DaShawn Horne walks with a cane as his physical therapist Trevor Bouten holds him up on Thursday, April 26, 2018, at Harborview Medical Center in Seattle. (Photo by Megan Farmer/KUOW/The GroundTruth Project)
In January of 2018, DaShawn Horne was the victim of a brutal, racially-motivated, unprovoked hate crime. After meeting a woman at a Seattle, Washington nightclub, he went home with her to spend the night. The next morning, as he was leaving the home to get into his Lyft, the woman’s brother attacked him. In the moments immediately following the beating, the attacker recorded a video on his cell phone.
“Homie. Get the f-ck up, homie,” rasped the voice behind the iPhone camera, as if the person speaking just exhausted his voice screaming.
The video showed 26-year-old DaShawn, lying face down on a pile of rocks, unconscious, blood streaming down his face.

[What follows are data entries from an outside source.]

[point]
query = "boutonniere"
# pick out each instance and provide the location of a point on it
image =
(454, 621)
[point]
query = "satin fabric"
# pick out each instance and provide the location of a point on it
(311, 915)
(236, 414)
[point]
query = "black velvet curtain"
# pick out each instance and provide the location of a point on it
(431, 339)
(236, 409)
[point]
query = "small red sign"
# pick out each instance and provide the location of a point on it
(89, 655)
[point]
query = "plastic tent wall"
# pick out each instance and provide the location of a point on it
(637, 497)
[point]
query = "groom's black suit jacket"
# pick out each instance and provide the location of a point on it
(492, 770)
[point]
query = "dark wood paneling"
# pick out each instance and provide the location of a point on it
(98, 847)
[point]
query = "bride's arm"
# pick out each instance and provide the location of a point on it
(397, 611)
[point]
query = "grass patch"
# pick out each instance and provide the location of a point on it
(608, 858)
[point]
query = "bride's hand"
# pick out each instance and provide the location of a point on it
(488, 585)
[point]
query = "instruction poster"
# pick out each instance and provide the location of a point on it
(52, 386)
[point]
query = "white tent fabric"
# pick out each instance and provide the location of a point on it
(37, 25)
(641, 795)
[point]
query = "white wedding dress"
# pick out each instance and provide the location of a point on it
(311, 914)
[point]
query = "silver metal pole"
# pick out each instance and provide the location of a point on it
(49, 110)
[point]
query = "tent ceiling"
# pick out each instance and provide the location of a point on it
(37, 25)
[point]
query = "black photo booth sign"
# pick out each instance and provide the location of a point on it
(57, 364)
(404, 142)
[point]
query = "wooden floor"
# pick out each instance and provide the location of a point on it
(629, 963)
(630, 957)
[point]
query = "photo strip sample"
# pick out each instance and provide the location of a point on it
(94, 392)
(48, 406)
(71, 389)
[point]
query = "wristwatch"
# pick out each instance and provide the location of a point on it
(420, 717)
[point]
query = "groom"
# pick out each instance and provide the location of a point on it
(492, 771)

“That’s what happens to these n————rs out here, huh,” 18-year-old Julian Tuimauga continued, his voice ratcheting up with intensity. “THAT’S WHAT HAPPENS TO YOU N————RS OUT HERE, BOY.”
From the side of the frame, the weapon Tuimauga used to beat DaShawn over the head within an inch of his life appeared: a 32-inch aluminum baseball bat. Police thought they were responding to a homicide. But when they arrived, DaShawn was still breathing.
The attack itself lasted a matter of minutes, but left DaShawn in a coma at Harborview Medical Center in Seattle for six weeks. He suffered a traumatic brain injury and had to relearn everything he once knew, including how to walk and how to talk. He underwent multiple surgeries, including a craniectomy, meaning that a portion of his skull was removed to relieve the pressure on his brain. He lost his sense of taste and smell and suffered from aphasia, a communication disorder that impairs the ability to process language and express speech. Occasionally, DaShawn would call people by names that weren’t theirs. Or he’d see someone in the hallway he thought he knew, but had never met. After spending 103 days in the hospital, he went home to Auburn, Washington.
Over a year and a half later, he’s still recovering.
Hate crimes have been on the rise since 2011 in Seattle. In 2017, there were 234-hate motivated assaults in the city, almost double from the previous year. According to the FBI, African-Americans were the most targeted both years. Hate crimes have increased in Washington state as well. Nationally, hate crimes increased by 17 percent in 2017, while Washington saw a 32 percent increase. But after news headlines on hate crimes fade, victims and their families live with their assaults much longer.
“Love will always conquer over hate,” DaShawn’s mother, LaDonna Horne, said standing in the middle of the courtroom during Tuimauga’s sentencing. “That is why DaShawn is still here.” She asked for justice for DaShawn.
Judge Julia Garratt of King County Superior Court said that she could empathize with the Tuimauga family in their grief over losing their son to incarceration. “However,” she said, “I must balance that against the impact against Mr. Horne and the prison that he, through no fault of his own, has been locked in since January, and will be locked in for the foreseeable future, if not the remainder of his life.”
She sentenced Tuimauga to the maximum sentence, 13.3 years.
Smiling, LaDonna leaned over to DaShawn and whispered, “We won.”
Photographers Note:
These images were taken over the course of roughly a year and a half. I am still documenting DaShawn’s progress today and I plan to continue.
During a candlelight vigil for DaShawn while he was in a coma, I introduced myself to LaDonna. We exchanged contact information and met a couple of days later to discuss the possibility of me documenting DaShawn’s recovery long term. LaDonna wanted everyone to know exactly what happened to her son and to her family. As a result of that, I never had to justify my presence with them. We were on the same team, with the ultimate goal of sharing the truth of how their lives were abruptly broken wide open. I spent as much time as I could with them.
My goal with these images is to show the reality that hate crime survivors and their families are left with long after the violent attack itself is over. I hoped that the pictures would also speak to the fact that, while DaShawn’s life was forever changed, so were the lives of everyone who loves him.
His mother, LaDonna Horne, who dropped everything to care for her son, slept on a small cot in his hospital room for weeks. His sister, Da’Nesha Mitchell, who came home from Eastern Washington University, where she was majoring in psychology, to be his full-time caregiver. His son Deion, who was too young to understand what had suddenly happened to his father.This incident rippled outward and impacted an entire community.
At a time when hate crimes are on the rise nationally, I aimed to broaden our conversations to not only consider the incident, but also the aftermath, for survivors of hate, as well as their families.